Simulating a dependency outage with Istio fault injection (HTTP abort):

apiVersion: networking.istio.io/v1alpha3
kind: VirtualService
metadata:
  name: inventory-chaos
spec:
  hosts:
    - inventory-svc
  http:
    - fault:
        abort:
          percentage:
            value: 100         # total blackout
          httpStatus: 503
      route:
        - destination:
            host: inventory-svc

Run this against a non-critical read path and verify your service returns a cached or degraded response. Run it against a critical write path and confirm the error surfaces to the caller cleanly rather than silently dropping data.
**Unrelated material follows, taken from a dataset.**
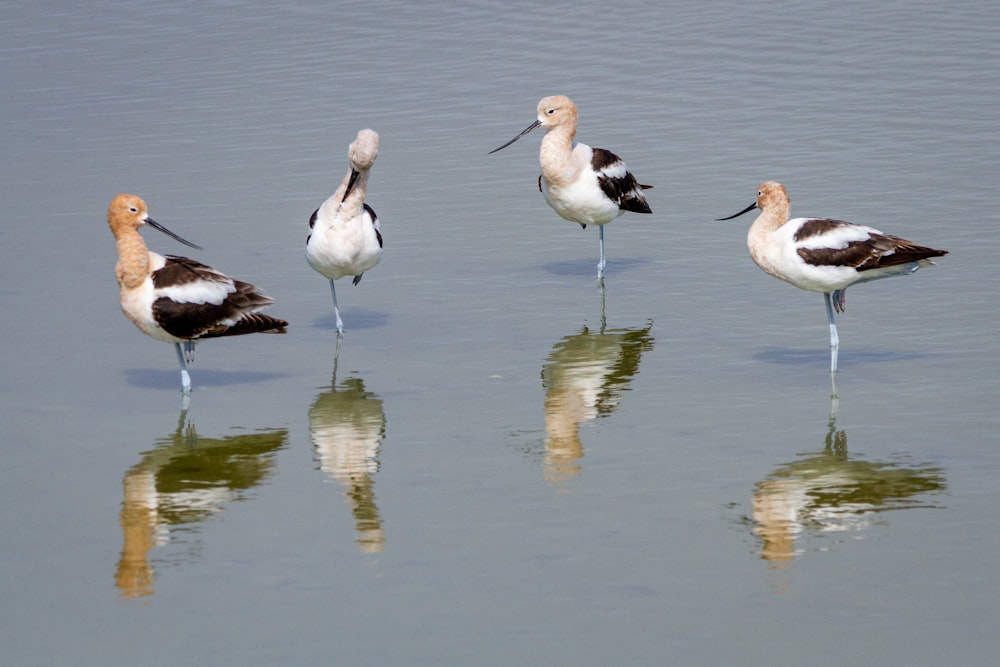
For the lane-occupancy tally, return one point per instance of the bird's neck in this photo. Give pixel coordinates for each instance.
(133, 260)
(337, 206)
(556, 157)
Test fallback logic, not just error handling. Many teams have a circuit breaker configured but no fallback behind it. When the breaker opens, the service should either return stale cached data, a sensible default, or a clear error — not a null pointer exception from an uninitialized cache.

3. Error Injection

Error injection goes beyond "service is down" and tests how your code responds to specific bad responses: 500 Internal Server Error, 429 Too Many Requests, malformed JSON, authentication failures, or truncated responses. Real production incidents often involve a dependency that is technically up but responding incorrectly — an expired certificate, a schema migration that broke the response format, or a rate-limit triggered by a noisy neighbour.

For HTTP services, Istio's fault.abort covers status codes. For more nuanced corruption — wrong content-type headers, partial payloads, oversized responses — use a purpose-built fault proxy or a service mesh extension.

Chaos Monkey for Spring Boot (application-level SDK): For services where you own the code, in-process SDKs inject faults at the method level, without any network proxy. This is useful for testing retry logic in your own client code and for fault injection in environments where you cannot run a sidecar.

# chaos-monkey-spring-boot: enable via application properties
management.endpoint.chaosmonkey.enabled=true
chaos.monkey.enabled=true

# Assault configuration: throw RuntimeException on 30% of calls
# to any @Service-annotated bean
chaos.monkey.assaults.level=5
chaos.monkey.assaults.latencyActive=false
chaos.monkey.assaults.exceptionsActive=true
chaos.monkey.assaults.exception.type=java.lang.RuntimeException
chaos.monkey.assaults.exception.arguments[0].type=java.lang.String
chaos.monkey.assaults.exception.arguments[0].value=chaos: simulated error
chaos.monkey.watcher.service=true

Never run unguarded error injection in production. Always gate experiments behind a feature flag or a chaos-specific namespace. Injecting 503s at 100% to a critical path in prod — even briefly — can trigger real customer impact before your rollback completes. Start in staging, validate steady-state observability, then run production experiments with blast radius limited to 1-5% of traffic and an automated kill switch.

Connecting Experiments to Observability

An application chaos experiment is only as good as its observability. Before you inject a single fault, confirm you have:

A defined steady state: p99 latency < 200ms, error rate < 0.1%, queue depth < 50.
Dashboards open: Your service's RED metrics (Rate, Errors, Duration) and the dependency's health.
A kill switch ready: A single command or one-click that removes the fault immediately.
Alerting muted appropriately: Or not — running experiments with real alerting active is a valid test of your on-call runbooks.

After each experiment, document what broke, what held, and what needs fixing. The finding is not the failure — the finding is the gap between your assumed resilience and the measured reality.